Laure Prouvost wins Turner Prize 2013
The French-born artist Laure Prouvost has been awarded this year’s Turner Prize for her irreverent and witty video installation Wantee, which sees her pay tribute to a fictionalionised version of her grandfather.
She beat off stiff competition from Tino Sehgal, David Shrigley and Lynette Yiadom-Boakye to secure the £25,000 prize and her name in the history books.
She is the 29th person to be bestowed with the controversial award that has continued to entertain, enthral and bemuse everyone inside and outside of the art world since its inception in 1984.
Overcome with emotion, as she accepted the prize from the Irish actress Saoirse Ronan, she expressed her disbelief at the moment, saying that she did not believe she was ready for such an endorsement: “Four incredible artists here with me and the show. I thought ‘It can’t be me,’ – I was sure it was not me.
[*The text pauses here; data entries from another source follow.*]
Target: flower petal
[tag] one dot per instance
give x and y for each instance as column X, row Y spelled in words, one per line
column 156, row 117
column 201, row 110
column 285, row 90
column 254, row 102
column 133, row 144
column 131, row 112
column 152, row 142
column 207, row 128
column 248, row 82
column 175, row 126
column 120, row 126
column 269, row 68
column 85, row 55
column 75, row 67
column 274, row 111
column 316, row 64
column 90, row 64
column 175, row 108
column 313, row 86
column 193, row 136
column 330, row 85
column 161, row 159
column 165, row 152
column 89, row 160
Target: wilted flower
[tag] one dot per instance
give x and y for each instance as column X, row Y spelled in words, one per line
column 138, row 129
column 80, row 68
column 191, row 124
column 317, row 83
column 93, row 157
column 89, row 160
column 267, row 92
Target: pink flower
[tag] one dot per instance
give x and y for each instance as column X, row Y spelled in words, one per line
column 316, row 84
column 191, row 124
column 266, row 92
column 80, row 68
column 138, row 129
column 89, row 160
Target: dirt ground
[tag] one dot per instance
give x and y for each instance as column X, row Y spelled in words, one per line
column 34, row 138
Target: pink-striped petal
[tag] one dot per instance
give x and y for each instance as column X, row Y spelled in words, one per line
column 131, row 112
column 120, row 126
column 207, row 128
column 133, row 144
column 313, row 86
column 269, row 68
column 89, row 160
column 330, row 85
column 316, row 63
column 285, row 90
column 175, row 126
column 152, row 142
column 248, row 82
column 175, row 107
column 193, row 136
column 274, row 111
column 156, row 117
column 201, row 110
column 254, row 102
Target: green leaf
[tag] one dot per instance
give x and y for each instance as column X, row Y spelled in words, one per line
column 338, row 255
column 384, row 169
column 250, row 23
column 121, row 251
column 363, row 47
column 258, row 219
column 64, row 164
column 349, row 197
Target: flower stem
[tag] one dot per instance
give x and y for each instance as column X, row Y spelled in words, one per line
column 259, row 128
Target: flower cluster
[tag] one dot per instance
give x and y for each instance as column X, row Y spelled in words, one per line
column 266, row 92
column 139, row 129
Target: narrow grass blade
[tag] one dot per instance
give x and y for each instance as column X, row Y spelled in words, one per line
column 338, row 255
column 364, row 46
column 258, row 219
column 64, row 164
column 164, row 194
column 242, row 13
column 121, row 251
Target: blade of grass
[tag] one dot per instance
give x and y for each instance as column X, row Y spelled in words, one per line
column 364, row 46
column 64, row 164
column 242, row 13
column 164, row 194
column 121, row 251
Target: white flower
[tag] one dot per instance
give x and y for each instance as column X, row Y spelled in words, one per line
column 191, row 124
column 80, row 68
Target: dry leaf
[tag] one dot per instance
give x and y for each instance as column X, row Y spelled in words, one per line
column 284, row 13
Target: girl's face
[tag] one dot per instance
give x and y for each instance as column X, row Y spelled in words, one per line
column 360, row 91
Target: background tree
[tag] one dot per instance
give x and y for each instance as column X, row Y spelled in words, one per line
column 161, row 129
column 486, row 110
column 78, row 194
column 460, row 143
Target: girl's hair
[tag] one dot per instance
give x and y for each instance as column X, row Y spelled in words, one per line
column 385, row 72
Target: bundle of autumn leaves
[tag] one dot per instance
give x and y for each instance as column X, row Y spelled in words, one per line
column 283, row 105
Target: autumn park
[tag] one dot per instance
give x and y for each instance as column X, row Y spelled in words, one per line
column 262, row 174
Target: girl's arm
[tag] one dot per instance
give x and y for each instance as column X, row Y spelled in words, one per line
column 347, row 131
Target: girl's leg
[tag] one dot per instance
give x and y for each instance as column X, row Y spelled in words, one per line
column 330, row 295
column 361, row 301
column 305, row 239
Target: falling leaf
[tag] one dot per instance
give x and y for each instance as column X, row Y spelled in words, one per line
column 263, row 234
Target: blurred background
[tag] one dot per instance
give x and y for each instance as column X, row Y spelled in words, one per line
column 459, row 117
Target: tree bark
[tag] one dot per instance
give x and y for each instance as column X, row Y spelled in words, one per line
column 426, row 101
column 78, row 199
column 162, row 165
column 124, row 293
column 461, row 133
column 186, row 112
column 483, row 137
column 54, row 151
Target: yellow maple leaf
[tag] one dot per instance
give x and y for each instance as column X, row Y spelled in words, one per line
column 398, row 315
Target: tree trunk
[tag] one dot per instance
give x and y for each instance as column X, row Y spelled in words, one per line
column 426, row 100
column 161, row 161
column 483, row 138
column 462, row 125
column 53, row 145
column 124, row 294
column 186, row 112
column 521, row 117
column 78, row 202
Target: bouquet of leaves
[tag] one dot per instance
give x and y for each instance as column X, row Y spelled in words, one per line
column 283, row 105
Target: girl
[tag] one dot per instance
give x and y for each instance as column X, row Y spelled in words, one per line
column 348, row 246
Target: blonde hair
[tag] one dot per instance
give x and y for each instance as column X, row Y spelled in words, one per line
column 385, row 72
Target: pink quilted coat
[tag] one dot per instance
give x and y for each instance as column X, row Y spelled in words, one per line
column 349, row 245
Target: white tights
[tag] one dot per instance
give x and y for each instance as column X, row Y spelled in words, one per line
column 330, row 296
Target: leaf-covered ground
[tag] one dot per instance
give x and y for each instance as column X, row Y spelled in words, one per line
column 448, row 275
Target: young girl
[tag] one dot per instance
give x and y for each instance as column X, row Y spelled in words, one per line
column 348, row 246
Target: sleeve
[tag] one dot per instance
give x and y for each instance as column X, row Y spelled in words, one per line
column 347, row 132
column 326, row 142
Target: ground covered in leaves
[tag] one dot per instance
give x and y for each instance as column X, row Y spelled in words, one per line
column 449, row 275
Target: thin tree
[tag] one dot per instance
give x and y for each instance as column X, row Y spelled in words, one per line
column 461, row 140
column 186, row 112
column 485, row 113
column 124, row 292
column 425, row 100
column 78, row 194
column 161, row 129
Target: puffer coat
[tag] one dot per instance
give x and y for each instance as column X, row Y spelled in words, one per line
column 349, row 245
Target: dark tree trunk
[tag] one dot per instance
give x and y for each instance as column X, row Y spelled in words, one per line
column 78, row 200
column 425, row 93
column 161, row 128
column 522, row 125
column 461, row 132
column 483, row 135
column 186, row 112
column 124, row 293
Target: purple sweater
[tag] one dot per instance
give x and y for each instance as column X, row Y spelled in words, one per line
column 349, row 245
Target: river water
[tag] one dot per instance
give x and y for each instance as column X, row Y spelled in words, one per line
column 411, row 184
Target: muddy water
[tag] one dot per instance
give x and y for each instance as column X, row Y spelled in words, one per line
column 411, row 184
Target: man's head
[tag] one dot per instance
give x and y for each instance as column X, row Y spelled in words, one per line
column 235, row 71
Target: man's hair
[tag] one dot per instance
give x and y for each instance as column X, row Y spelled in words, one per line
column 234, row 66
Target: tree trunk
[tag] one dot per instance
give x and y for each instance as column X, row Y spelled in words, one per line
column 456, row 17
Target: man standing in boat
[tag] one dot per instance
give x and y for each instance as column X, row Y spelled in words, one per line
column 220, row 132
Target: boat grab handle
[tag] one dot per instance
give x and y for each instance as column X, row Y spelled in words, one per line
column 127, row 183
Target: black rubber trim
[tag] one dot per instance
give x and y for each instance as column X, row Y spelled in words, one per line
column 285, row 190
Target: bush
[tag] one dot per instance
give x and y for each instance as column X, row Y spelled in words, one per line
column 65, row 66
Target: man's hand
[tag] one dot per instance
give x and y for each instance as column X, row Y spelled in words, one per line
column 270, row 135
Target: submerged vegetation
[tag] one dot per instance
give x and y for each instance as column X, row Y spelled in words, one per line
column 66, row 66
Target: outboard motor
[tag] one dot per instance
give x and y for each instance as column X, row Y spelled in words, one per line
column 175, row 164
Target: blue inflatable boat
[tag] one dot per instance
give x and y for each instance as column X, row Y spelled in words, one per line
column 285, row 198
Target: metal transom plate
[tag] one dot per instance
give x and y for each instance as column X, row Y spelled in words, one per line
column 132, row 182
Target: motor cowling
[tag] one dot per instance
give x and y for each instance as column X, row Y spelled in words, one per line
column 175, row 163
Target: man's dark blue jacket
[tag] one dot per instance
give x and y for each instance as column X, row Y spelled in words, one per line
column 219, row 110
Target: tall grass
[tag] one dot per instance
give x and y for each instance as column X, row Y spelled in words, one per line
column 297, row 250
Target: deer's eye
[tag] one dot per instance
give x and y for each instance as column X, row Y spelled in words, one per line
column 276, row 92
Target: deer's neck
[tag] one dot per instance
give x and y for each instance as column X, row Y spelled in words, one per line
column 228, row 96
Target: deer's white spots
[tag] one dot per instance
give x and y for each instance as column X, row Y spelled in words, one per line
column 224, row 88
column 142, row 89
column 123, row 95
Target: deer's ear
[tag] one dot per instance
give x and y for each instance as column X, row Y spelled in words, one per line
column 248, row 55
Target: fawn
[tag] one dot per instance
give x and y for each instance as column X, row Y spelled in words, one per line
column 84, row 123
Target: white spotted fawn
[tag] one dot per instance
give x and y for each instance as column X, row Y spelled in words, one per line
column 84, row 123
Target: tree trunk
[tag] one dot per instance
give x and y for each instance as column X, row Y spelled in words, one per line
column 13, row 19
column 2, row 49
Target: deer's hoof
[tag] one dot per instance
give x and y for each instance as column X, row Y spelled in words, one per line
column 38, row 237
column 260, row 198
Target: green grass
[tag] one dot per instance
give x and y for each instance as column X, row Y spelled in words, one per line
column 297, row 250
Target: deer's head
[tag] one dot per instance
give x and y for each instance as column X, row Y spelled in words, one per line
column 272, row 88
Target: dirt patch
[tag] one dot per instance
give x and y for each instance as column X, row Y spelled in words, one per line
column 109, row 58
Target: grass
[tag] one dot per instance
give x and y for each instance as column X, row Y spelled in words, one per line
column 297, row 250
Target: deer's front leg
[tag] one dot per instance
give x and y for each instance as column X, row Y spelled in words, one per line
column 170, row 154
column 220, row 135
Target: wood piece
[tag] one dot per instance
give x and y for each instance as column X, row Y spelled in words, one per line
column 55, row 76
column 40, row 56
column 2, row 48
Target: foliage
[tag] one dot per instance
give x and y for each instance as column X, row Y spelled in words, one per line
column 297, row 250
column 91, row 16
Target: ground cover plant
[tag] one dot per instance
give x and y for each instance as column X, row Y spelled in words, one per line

So thank you everybody.”
Penelope Curtis, director of Tate Britain and chair of the jury, described Prouvost’s work – which was displayed at the gallery earlier this year as part of the Schwitters in Britain exhibition – was “unexpectedly moving” and a “complex and courageous combination of images and objects in a deeply atmospheric environment”.
Wantee is a highly personal work of art by the 36-year-old, which sees her tell a made up story about her grandfather in a room that appears to be the setting for a tea party (Alice and Wonderland naturally presents itself as a source).
In this video, her grandfather is a conceptual artist and close friend of the very real German painter Kurt Schwitters, who is attempting to dig a tunnel to Africa. It is somewhat absurd, that much is true, but as the Guardian’s art critic Adrian Searle describes it, it is nonetheless “sensuous, generous, affecting” and joyous. He still expected Sehgal to win though.
His fellow critic and colleague at the Guardian Jonathan Jones sees her as a worthy winner but nevertheless laments 2013’s shortlist, seeing it as an off-year, though one that is the latest in a number of eccentric names and bizarre works being selected for the Turner Prize.
Yet, in some ways, as kooky as these recent shortlists may appear to be, they do adhere to the philosophy of the award. It was founded under the understanding that it would showcase and celebrate new developments in contemporary art. While it can be difficult to reconcile that with works that are genuinely inane, for the most part, the individuals that are recognised have something to offer.
The only difference between them and other artists remembered by history is that they run the risk of not being forgotten but seen as fleeting bright stars who don’tshine so loud anymore.
“You can’t really be a surprise winner in a shortlist of four, but I think it’s fair to say the general feeling had been it was a two-horse race – between Tino Sehgal and Lynette Yiadom-Boakye,” commented the BBC’s arts editor Will Gompertz.
“To that extent, Laure Prouvost being given the award shows that the Turner Prize still has the capacity to be unpredictable. There is no question that her work is extremely atmospheric. You could describe her installation as a cross between a Santa’s grotto and an old junkshop, but that is not to say it doesn’t have its own merits and provocations.”